The contest for who is more generous is on. Slovak large-scale employers want the highest possible wage compensation, looking up to the German or Austrian Kurzarbeit system, which covers up to 85% of wage costs. Journalists and some economists argue that we should borrow as much as we can. They claim that it is to save the economy, especially in terms of employment.
Somehow, the most important thing is being forgotten – value for money. Neither the state of emergency, nor the running ECB printers entitle us to forget to count.
Let us leave aside the question of whether maintaining employment is a genuinely legitimate goal. Let us assume that the Slovak economy was set up ideally before the COVID-19-induced crisis.
In this case, the actual employment contract is of value – it is an insurance for immediate start of production, an early wage insurance for the employee. But even in this case we cannot pretend that resources are not scarce.
Here is the key question of value for money – what is the lowest price at which we can maintain employment?
The economic analysis is clear: one euro more than the unemployment benefit, which the Slovak government just extended from six months to “indefinitely”.
The benefit is determined as 50% of the daily assessment base. Therfore, the lowest amount is half the gross wage + EUR 1 for every person who cannot work.
The government should muster the courage and inform employees about the real status quo. The courage to admit that in the current situation we cannot pretend that we can buy a functioning economy by borrowing money.

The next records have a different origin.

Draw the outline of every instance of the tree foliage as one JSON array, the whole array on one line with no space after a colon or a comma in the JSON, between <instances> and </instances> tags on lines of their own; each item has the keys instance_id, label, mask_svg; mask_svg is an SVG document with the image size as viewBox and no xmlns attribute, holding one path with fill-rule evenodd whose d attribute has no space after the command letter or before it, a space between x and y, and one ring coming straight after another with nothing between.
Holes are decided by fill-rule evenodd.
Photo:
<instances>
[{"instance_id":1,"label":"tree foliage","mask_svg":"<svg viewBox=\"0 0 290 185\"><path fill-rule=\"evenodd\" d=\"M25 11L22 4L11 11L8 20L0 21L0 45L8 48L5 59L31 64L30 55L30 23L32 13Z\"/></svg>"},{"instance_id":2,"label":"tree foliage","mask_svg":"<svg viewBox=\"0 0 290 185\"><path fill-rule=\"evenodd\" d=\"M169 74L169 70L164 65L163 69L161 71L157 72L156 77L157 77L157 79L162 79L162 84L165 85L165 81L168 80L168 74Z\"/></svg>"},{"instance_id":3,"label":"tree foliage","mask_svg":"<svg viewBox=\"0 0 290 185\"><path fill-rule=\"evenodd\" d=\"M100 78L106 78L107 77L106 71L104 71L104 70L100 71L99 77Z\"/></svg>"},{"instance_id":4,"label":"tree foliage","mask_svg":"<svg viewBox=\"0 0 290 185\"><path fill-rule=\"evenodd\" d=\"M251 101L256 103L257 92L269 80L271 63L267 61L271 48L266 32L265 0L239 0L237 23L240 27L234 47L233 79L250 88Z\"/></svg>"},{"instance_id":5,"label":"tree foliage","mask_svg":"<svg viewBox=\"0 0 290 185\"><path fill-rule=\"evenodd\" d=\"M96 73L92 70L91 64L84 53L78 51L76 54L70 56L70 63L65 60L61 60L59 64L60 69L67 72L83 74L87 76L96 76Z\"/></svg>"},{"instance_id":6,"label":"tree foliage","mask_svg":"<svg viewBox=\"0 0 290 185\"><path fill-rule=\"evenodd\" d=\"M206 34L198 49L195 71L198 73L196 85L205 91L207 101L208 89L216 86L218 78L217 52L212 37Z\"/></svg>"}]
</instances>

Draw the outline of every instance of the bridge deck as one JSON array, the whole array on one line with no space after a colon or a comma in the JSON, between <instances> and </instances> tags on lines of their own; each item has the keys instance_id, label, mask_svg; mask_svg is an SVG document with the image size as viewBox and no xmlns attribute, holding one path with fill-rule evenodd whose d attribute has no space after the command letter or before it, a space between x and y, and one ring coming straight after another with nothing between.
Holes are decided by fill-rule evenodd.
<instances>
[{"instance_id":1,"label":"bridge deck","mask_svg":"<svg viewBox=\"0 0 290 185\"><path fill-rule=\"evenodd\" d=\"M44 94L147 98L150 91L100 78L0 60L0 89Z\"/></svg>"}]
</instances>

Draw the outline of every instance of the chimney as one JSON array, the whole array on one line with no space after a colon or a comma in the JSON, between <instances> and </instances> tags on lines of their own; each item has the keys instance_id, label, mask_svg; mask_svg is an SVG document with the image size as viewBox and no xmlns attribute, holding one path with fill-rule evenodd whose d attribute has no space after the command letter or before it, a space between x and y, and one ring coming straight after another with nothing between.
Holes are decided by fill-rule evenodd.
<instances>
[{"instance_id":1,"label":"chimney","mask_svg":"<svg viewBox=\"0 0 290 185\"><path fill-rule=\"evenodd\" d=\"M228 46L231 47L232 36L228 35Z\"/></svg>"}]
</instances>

We are facing a state of emergency, which requires a temporary solidarity-base benefit to cover the basic needs of an inactive person, just as the unemployment benefit does in typical circumstances.
For this reason, we should not talk about wage compensation. Who does not have a job can expect neither 80%, nor 60% of their salary.
Currently, the unemployed are provided with a 50% compensation of their previous income, but only up to a ceiling of EUR 1,000. This is also relatively high, as the Social Insurance Agency already has to borrow these resources – and we will have to repay them in the future.
For small companies, the government has provided compensation per employee of max. EUR 540. It is clear that the companies with higher capital background do not need help from day one, but eventually they will run out of resources too.
I find it hard to come up with an argument why employees in large companies should receive higher compensation. Of course, the state cannot require the employer to pay levies if the employers do not generate sales.
Using Germany as a go-to solution is an oversimplification. However, a few people do claim that in recent years, the German government managed to accummulate a surplus of 200 billion euro (an amount equal to two-year Slovak GDP). Or that, for a long time, both employers and employees have been contributing to the Kurzarbeit system.
German model is not correct a priori and thus is not easily applicable to all European countries. A fair cost-benefit analysis should be the primary criterion for all other countries with which Slovakia shares a common currency.
Tens of percent of GDP as state aid is easily promised, but even Germany does not have it in its wallet yet. We cannot compete for who is the most generous, but we shall meet the standard of responsibility and solidarity.
We must also be interested in what happens in a year or five years from now, so that recovery does not hurt us more than the disease itself.